Swiss authorities and Credit Suisse Group AG are discussing ways to stabilise the bank, according to people familiar with the matter, after comments by its biggest shareholder on Wednesday helped trigger a plunge in the stock.
The firm’s leaders and government officials have talked about options that include a public statement of support and a potential liquidity backstop, said the people, who asked not to be identified describing private discussions.
Among the ideas floated was a separation of the Swiss unit and a long-shot orchestrated tie-up with larger Swiss rival UBS Group AG, said the people, cautioning that it is unclear which, if any, of these steps will actually be carried out.
While scenario-planning has been going on for some time, urgency has been added after the firm’s shares plummeted to a record low and the cost to insure the bank’s debt reached crisis levels.
The lender has asked the Swiss central bank and regulator Finma for public statements of support, people familiar with the matter said. Such a statement may come as soon as Wednesday, one of the people said.
Representatives for Credit Suisse, UBS and the Swiss National Bank declined to comment. The nation’s finance ministry did not respond to requests for comment.
Credit Suisse’s stock plunged as much as 31 per cent on Wednesday, while some of its bonds dropped to levels that signal financial distress, as the Saudi National Bank ruled out increasing its stake because of regulatory constraints.
The plunge helped drag all European lenders lower as investors were quick to move away from banking risk after the turmoil induced by the collapse of Silicon Valley Bank.

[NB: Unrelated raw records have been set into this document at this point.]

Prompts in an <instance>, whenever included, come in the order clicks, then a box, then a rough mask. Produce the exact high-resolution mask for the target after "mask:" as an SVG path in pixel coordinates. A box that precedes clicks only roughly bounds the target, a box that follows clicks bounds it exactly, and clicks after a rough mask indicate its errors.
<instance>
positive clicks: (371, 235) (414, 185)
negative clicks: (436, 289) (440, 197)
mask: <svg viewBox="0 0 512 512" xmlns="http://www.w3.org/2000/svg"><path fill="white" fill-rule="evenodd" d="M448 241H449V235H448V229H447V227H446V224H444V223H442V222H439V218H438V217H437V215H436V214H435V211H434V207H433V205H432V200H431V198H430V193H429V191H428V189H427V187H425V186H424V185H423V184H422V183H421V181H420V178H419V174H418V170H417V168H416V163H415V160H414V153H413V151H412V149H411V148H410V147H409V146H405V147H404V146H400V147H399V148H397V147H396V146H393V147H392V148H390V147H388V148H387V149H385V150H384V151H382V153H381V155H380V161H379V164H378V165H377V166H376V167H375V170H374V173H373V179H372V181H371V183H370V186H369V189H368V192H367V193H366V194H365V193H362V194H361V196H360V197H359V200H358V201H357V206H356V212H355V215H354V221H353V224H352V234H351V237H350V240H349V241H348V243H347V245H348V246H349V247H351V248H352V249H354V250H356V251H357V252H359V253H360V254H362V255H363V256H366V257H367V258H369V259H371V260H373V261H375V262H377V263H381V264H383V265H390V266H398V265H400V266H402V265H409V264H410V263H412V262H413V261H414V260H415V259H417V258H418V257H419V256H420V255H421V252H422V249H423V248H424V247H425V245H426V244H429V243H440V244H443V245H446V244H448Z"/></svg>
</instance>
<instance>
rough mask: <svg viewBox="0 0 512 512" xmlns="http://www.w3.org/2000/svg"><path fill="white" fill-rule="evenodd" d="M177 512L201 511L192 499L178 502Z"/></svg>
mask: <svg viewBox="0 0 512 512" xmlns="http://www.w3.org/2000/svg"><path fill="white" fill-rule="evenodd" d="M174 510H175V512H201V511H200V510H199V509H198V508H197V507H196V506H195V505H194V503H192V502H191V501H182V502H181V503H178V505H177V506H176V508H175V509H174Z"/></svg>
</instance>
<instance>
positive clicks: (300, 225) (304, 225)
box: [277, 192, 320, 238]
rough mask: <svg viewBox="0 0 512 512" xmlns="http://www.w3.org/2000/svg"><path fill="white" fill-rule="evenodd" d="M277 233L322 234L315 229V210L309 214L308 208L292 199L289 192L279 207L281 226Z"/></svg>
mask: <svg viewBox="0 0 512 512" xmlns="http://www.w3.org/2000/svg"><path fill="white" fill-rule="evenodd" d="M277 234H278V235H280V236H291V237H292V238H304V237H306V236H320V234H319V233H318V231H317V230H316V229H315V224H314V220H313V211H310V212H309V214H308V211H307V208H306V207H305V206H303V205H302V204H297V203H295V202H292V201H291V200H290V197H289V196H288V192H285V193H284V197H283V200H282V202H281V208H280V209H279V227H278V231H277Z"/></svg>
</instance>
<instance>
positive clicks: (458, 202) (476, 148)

Chief executive Ulrich Koerner on Tuesday preached patience and said the bank’s financial position is sound. He pointed to the firm’s liquidity coverage ratio, which indicates the bank can handle more than a month’s worth of outflows in a period of stress.
Chairman Axel Lehmann had said at a conference on Wednesday that government assistance “isn’t a topic” and the firm’s efforts to return to profitability are not comparable to the severe liquidity issues hitting smaller lenders in the US.
UBS chief executive Ralph Hamers on Wednesday declined to answer any “hypothetical” questions about Credit Suisse and only said he is “focused on our own strategy”.
Switzerland’s second-largest lender, which traces its roots back to 1856, has been pummelled over the past several years by a series of blow-ups, scandals, leadership changes and legal issues.
The company’s $7.9 billion loss last year wiped out the previous decade’s worth of profits, and the bank’s second strategy pivot in as many years has so far failed to win over investors or halt client outflows.
Clients pulled more than $100 billion of assets in the last three months of last year as concerns mounted about its financial health, and the outflows have continued even after it tapped shareholders in a 4 billion Swiss franc capital raise.
Credit Suisse’s funding costs have become so high it either needs to raise more capital or face a break-up, Morningstar analyst Johann Scholtz said in a note on Wednesday.
The bank could need another rights issue or the alternative would be “a break-up” of the bank in which its various business lines such as the Swiss unit, asset manager and wealth management divisions could be “sold or listed separately”.
The Swiss unit, which lends to the nation’s corporations and manages the money of wealthy people, has been a relative bastion of stability.
It is the only one of Credit Suisse’s four divisions to be profitable each of the last three years and produced 1.5 billion francs of pretax income in 2022.